Agentforce Service Agent organizes intake as topics (e.g. Symptom Capture, Red-Flag Screening, Consent) with structured actions. Each action writes typed fields to the FHIR record. This is what makes our intake auditable in a way a raw LLM chat is not.

Compliance posture inherited

HIPAA-eligible Salesforce orgs come with audit logging, field-level encryption, region-pinned data residency, and SAML SSO. We inherit those controls instead of re-implementing them.

Prototype vs production

The public prototype at /demo/intake renders a Pause-branded scripted intake by default. The same page automatically upgrades to a live Agentforce Service Agent once the four deployment env vars are set. The surrounding layout, the structured-record handoff, and the clinical triage rules are identical across both modes.

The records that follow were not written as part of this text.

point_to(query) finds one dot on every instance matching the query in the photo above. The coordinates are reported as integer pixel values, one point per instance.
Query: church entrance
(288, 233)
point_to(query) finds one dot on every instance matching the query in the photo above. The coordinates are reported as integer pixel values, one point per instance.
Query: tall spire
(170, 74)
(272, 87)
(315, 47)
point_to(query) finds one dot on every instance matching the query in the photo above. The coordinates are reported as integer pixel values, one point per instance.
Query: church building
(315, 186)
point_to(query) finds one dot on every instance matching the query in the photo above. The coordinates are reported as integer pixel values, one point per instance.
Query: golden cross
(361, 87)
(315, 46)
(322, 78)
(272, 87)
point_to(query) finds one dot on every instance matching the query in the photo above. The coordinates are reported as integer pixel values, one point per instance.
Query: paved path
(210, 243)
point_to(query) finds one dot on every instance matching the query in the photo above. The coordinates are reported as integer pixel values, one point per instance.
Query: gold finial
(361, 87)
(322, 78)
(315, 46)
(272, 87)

AspectPublic prototypeProvider deployment
Public prototype experiencePause-branded scripted intake (a local TypeScript state machine).Real Agentforce Service Agent backed by Service Cloud topics + actions.
Data destinationComponent state only. No PHI captured.FHIR R5 Observations + Salesforce Health Cloud Person Account, both in the customer-controlled tenant.
Conversational logicHand-written script (lib/intake-script).Agentforce topics + actions, with deterministic guardrails for red flags and consent.
Identity + auditNone — anonymous browser session.SSO-backed patient session; full Salesforce audit trail.
Switch triggerDefault when NEXT_PUBLIC_AGENTFORCE_* env vars are unset.All four NEXT_PUBLIC_AGENTFORCE_* env vars (orgId, deploymentName, siteUrl, scrt2Url) set in Vercel.

Setup checklist (provider deployment)

1. Provision the Salesforce org

Service Cloud edition that includes Messaging for In-App and Web. Confirm with the Salesforce account team that Agentforce Service Agent is licensed.

2. Build the Agentforce Service Agent

Create the agent in Salesforce Setup. Define topics for Symptom Capture, Cycle Status, Red-Flag Screening, Consent. Wire actions that write structured fields to a custom Pause object (or Person Account).

3. Create the Embedded Service Deployment

Setup → Embedded Service Deployments → New. Channel: Messaging for Web. Bind to the agent from step 2. Save and click Code Snippet.

4. Capture the four config values

From the Code Snippet panel, copy: Org ID (first init arg), Deployment API Name (second), Site URL (third), scrt2URL (in the options object).

5. Set Vercel env vars

Set NEXT_PUBLIC_AGENTFORCE_ORG_ID, _DEPLOYMENT_NAME, _SITE_URL, _SCRT2_URL on the Pause Vercel project. Redeploy. The prototype intake page now renders the live agent automatically.

6. Validate the round trip

Run a test intake. Confirm the structured record appears in Salesforce. Confirm consent + red-flag actions fire correctly. Wire the FHIR write-back to JupyterHealth Exchange via our existing pause_ingest worker.